Browne also expressed confidence that opposition legislators would support the proposal to extend the tax, as well as the potential adjustment to make it indefinite. This, he said, because of its importance to the concept of nation-building, should take precedence over any political affiliation.

“If there’s another [revenue] source that we have to pursue in the future, we can always make an amendment, but … I need not emphasise how important it is for us to continue to invest in our people.

“I think this is easily one of the most significant contributions that any government would have made toward the development of our people – to ensure accessibility and affordability of a university education – and whatever we have to do to make sure that we can sustain it is absolutely important,” he added.

In addition to that development this week, the post-Cabinet report revealed that “a team from Saudi Arabia will visit Antigua from June 21 – 25 2022 to examine the UWI Five Islands expansion as planned and will advance discussions with the government and UWI for a US$75,000 facility”.
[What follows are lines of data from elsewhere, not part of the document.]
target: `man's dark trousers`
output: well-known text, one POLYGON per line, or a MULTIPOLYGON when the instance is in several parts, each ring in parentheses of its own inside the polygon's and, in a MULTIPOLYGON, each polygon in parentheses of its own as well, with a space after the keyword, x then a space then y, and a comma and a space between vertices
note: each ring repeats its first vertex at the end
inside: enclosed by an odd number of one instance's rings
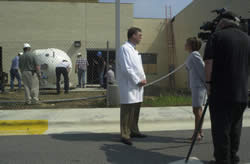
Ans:
POLYGON ((83 87, 85 86, 85 70, 83 69, 78 69, 78 85, 79 87, 83 87))
POLYGON ((243 113, 246 103, 210 101, 216 164, 238 164, 243 113))
POLYGON ((65 92, 69 91, 69 75, 68 75, 68 71, 64 67, 57 67, 56 68, 56 90, 57 90, 57 93, 60 93, 61 74, 63 75, 63 78, 64 78, 64 90, 65 90, 65 92))
POLYGON ((121 138, 130 139, 131 135, 140 134, 138 122, 141 103, 121 104, 120 128, 121 138))
POLYGON ((15 80, 15 78, 18 81, 18 88, 20 89, 22 87, 21 76, 20 76, 17 69, 11 69, 10 70, 10 88, 11 89, 14 89, 14 80, 15 80))

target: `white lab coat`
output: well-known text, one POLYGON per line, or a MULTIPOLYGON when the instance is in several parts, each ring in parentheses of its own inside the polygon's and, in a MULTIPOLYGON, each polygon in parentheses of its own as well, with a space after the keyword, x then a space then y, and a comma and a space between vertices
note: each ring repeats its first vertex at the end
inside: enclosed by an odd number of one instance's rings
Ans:
POLYGON ((117 81, 120 90, 120 104, 143 101, 143 87, 138 83, 146 80, 141 55, 129 42, 121 46, 117 56, 117 81))

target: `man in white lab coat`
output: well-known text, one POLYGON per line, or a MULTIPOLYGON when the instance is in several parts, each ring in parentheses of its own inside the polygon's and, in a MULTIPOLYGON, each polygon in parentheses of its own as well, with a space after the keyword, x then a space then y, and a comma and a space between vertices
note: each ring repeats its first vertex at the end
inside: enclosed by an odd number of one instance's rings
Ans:
POLYGON ((131 27, 128 30, 128 41, 121 46, 117 56, 121 141, 127 145, 132 145, 130 138, 146 137, 138 128, 140 107, 143 102, 143 86, 147 83, 141 55, 135 48, 141 39, 141 29, 131 27))

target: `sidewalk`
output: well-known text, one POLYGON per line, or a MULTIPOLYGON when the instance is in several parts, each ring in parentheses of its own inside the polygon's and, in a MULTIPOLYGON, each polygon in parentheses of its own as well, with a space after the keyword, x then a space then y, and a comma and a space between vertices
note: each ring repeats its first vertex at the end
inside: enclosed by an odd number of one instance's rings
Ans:
MULTIPOLYGON (((89 109, 41 109, 41 110, 2 110, 0 111, 0 135, 9 134, 58 134, 58 133, 104 133, 120 131, 119 108, 89 109), (14 120, 19 120, 15 121, 14 120), (34 125, 34 122, 36 123, 34 125), (41 123, 43 127, 39 124, 41 123), (47 123, 47 125, 46 125, 47 123), (6 127, 8 126, 8 127, 6 127), (33 127, 35 126, 35 127, 33 127), (47 130, 39 130, 37 128, 47 130), (8 132, 6 129, 26 129, 8 132), (4 130, 5 129, 5 130, 4 130), (31 129, 40 133, 30 132, 31 129)), ((190 130, 194 128, 191 107, 142 108, 139 126, 141 131, 190 130)), ((244 115, 244 126, 250 126, 250 110, 244 115)), ((204 128, 210 128, 209 112, 205 117, 204 128)))

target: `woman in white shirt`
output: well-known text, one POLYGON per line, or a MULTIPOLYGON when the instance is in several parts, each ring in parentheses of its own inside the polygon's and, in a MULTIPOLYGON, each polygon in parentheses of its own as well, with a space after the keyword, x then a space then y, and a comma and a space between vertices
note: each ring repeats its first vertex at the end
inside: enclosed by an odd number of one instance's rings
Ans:
MULTIPOLYGON (((185 45, 185 50, 189 53, 186 59, 186 68, 189 74, 189 87, 192 92, 192 107, 195 115, 195 129, 201 120, 202 106, 205 102, 206 87, 205 87, 205 64, 200 53, 201 41, 196 37, 188 38, 185 45)), ((198 133, 197 140, 203 137, 202 128, 198 133)), ((191 138, 193 139, 193 137, 191 138)))

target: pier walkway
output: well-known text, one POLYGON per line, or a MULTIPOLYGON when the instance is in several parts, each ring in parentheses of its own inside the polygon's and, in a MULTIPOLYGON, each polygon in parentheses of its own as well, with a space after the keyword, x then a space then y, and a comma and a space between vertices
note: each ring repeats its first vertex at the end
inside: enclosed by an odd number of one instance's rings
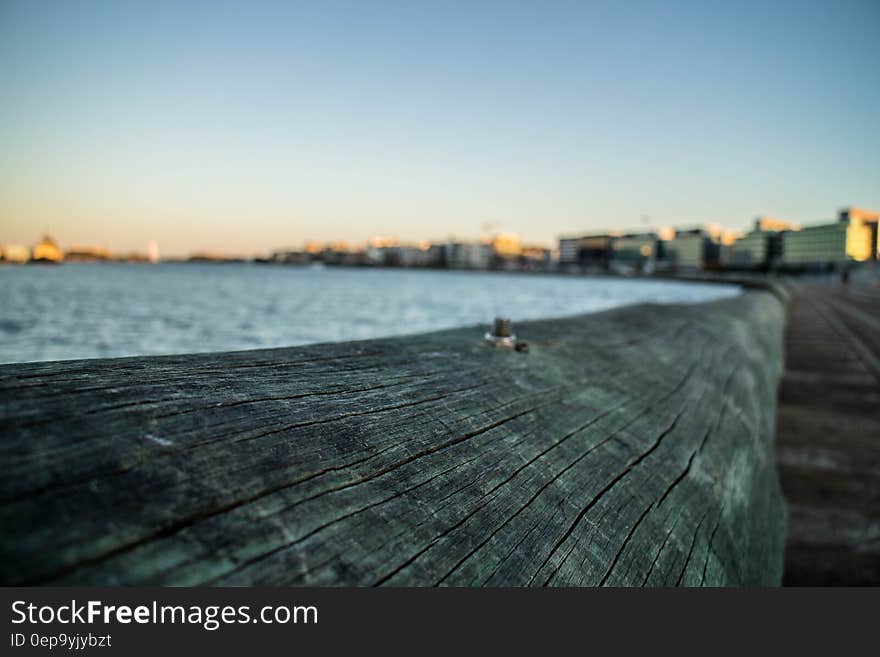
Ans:
POLYGON ((777 450, 784 583, 880 584, 880 290, 791 286, 777 450))

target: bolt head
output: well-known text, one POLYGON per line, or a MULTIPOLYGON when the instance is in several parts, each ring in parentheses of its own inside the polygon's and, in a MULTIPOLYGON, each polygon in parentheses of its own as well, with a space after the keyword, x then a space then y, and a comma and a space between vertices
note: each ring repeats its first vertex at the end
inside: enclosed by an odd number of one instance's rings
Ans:
POLYGON ((516 343, 516 336, 511 329, 510 319, 496 317, 492 322, 492 330, 486 333, 486 342, 495 347, 510 349, 516 343))
POLYGON ((509 338, 512 330, 509 317, 496 317, 492 323, 492 335, 496 338, 509 338))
That disclosure will certainly have raised some eyebrows as far as ethics is concerned, considering Saudi Arabia’s questionable record on human rights, but the government insists that it is a matter of “separating church and state”.

“One has to be careful when one charters one’s own path and from [both] a foreign affairs standpoint and our own diplomatic approach, we maintain cordial and friendly relations with many different countries of differing political systems.

“It is not for us to judge states on the basis of our own value system,” Cabinet spokesperson, Information Minister Melford Nicholas, told media yesterday.

“We certainly have to look at what works best for us and, in the context of finding capital to fulfil our own development objectives, the fact that the Saudi Arabian government is prepared to assist us with an important venture such as the development of our education sector – that will further lead to economic and social development in our country – we see that as a separate and diverse issue,” he added.